At one point, Ford reaches down in Heche’s pants (complete with that classic Harrison Ford side smirk) to retrieve a snake that crawled up there. If this was an Indiana Jones movie, he’d be the one screaming about snakes and she’d be rescuing him from them – but not by reaching down his pants to do it.
The filmmakers had to throw in a completely unnecessary sub-plot involving some kind of island pirate gang. The lead baddie, Jager (Temuera Morrison) captures the two main characters who of course, easily escape by jumping off a 200 foot (!) cliff into the water. Just because this stunt worked for Harrison in The Fugitive, doesn’t mean he needed to repeat it.
Why do these movies always show their biggest stunts in slow motion? Imagine for a minute Indiana Jones racing that large boulder in very slow motion at the beginning of Raiders of the Lost Ark? Yeah. Not so exciting now, is it? Yet, directors like Reitman feel this is fun to watch. It’s not. A few of the early Roger Moore Bond’s did this as well and there’s a reason those movies are considered the worst ones in the franchise.
The rest of the movie is so dumb it’s hardly worth recapping. Quinn and Robin basically spend the rest of the movie running around the island with their shirts open and I honestly can’t remember if they even say anything – which at this point is just as well. There’s more excitement in a game of Pitfall (and to think – this movie was photographed by the fantastic Michael Chapman of Taxi Driver and Raging Bull).
While the Ford/Heche stuff is happening, the movie switches back to Schwimmer’s character and I wish to God it hadn’t. All he does is stare at Quinn’s hottie girlfriend Angelica and – well, you know where that was going.

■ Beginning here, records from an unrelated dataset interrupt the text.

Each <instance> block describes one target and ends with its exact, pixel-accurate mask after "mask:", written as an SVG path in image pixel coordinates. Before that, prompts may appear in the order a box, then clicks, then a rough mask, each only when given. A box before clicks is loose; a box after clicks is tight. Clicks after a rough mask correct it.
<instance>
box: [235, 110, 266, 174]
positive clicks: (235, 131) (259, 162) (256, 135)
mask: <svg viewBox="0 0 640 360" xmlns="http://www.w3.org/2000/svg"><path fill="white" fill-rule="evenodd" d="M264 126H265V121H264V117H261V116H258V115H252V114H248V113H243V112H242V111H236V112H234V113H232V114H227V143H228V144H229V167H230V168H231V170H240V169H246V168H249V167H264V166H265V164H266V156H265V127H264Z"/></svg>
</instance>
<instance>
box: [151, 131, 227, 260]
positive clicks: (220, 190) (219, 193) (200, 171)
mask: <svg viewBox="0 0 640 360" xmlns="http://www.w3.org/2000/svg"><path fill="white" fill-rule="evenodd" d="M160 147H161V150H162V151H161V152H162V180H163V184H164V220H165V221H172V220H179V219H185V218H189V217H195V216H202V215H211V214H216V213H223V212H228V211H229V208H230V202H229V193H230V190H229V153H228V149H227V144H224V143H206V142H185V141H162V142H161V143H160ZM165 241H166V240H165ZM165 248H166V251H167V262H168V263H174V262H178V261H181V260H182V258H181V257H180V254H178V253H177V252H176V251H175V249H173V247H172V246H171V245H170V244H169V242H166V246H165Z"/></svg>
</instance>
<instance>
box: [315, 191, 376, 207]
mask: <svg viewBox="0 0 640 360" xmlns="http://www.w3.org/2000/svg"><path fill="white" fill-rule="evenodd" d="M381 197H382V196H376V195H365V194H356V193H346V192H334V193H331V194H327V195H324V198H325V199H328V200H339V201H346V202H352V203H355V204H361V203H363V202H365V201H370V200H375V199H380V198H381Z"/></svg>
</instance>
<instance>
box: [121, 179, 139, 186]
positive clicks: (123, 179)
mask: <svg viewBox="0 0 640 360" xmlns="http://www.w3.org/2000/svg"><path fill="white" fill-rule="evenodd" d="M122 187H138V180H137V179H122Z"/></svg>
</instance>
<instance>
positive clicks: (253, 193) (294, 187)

Schwimmer plays Frank as if he’s Ross on vacation with Marcel the Monkey from Friends. He looks miserable – which is saying something considering how miserable Ross was all the time. Jacqueline Obradors plays Angelica, Quinn’s flesh-baring girlfriend. Yes, Angelica bares her flesh – a lot and that’s about it.
Six Days, Seven Nights was made during Ford’s mid-life crises phase and everything from his spiky hairstyle to his look-at-my-hottie-girlfriend-who’s-young-enough-to-be-my-daughter screams it. This is disheartening when you consider that just one year earlier, Ford portrayed one of the most mature, level-headed, intelligent and admirable characters of his career in Air Force One. If you’re in the mood to watch an exciting, smart, incredibly-acted, expertly-directed and thrilling Harrison Ford movie from the late-90’s, watch that one. As for Six Days, Seven Nights, it’s going to take me that long to get it out of my head by watching much, much better movies.